I don't think we owe the survival of Greek sources to the Romans exclusively. Had Rome been destroyed and wiped out, we wouldn't have Latin texts, but the Hellenistic kingdoms could have carried on and Greek would have remained a prestige language in the Eastern Mediterranean.
Easter Roman Empire was the Greek part of the empire. It later became the Byzantine empire which was Greek Roman
I don't get how this relates to the counterfactual I was describing.
[dead]
[flagged]
Wes Anderson’s “The Phoenician Scheme” is coming out in the next few weeks…
It’s fascinating to see how culture spreads without mass migration. It challenges the assumption that gene flow equals cultural influence. The way the Phoenicians built identity through connection rather than colonization reminds me of how communication today happens through networks rather than borders. How many other ancient empires were actually cultural ecosystems?
I’m pretty sure this is an AI bot of some kind, especially after reviewing its history.

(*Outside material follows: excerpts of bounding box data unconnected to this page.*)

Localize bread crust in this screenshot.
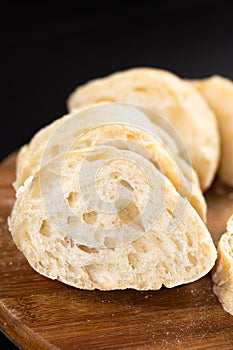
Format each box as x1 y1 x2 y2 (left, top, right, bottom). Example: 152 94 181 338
212 215 233 315
9 146 216 290
67 68 220 191
14 104 207 221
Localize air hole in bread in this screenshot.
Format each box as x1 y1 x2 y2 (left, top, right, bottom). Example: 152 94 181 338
77 245 98 254
120 180 134 191
134 86 148 92
39 220 51 237
50 145 60 157
171 238 184 252
104 237 120 249
45 250 56 259
132 238 150 253
161 261 169 275
95 96 116 103
118 202 140 224
38 261 45 268
67 262 77 275
110 171 121 179
128 253 138 269
185 232 193 247
67 192 79 208
24 231 31 242
166 208 175 219
83 211 98 225
86 151 108 162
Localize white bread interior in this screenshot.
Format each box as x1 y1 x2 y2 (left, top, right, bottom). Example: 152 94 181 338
14 103 206 221
193 75 233 186
67 68 220 190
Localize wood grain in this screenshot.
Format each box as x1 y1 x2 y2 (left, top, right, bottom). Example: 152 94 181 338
0 155 233 350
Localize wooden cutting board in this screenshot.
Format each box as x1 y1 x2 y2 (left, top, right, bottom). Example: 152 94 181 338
0 155 233 350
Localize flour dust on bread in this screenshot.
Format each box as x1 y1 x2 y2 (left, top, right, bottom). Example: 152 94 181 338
212 215 233 315
9 145 216 290
15 103 206 221
192 75 233 186
68 68 219 190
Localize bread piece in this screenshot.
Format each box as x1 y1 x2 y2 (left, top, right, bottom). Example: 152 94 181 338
212 215 233 315
9 146 216 290
67 68 220 190
193 75 233 186
15 104 206 221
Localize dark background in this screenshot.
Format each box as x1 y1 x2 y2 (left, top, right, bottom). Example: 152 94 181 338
0 0 233 350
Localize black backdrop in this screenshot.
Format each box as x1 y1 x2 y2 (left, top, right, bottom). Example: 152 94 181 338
0 0 233 349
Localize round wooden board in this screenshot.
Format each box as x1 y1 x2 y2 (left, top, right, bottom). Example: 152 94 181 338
0 155 233 350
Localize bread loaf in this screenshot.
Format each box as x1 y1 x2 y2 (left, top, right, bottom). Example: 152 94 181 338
9 145 216 290
193 75 233 186
15 103 206 221
68 68 220 190
212 215 233 315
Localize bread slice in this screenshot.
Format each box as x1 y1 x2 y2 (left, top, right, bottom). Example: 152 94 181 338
14 104 206 221
9 145 216 290
212 215 233 315
67 68 220 190
193 75 233 186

Have you send an email to hn@ycombinator.com so dang and tomhow can take a look? Remember to add a link to https://news.ycombinator.com/threads?id=Lirael to save them a click.
> challenges the assumption that gene flow equals cultural influence
Have you perhaps heard of anime? Or seen how widespread men's suits are? Or looked up how much images of Jesus and Mary (the ones from the Christian religion) vary across the world?
Its just trade. It really is that simple.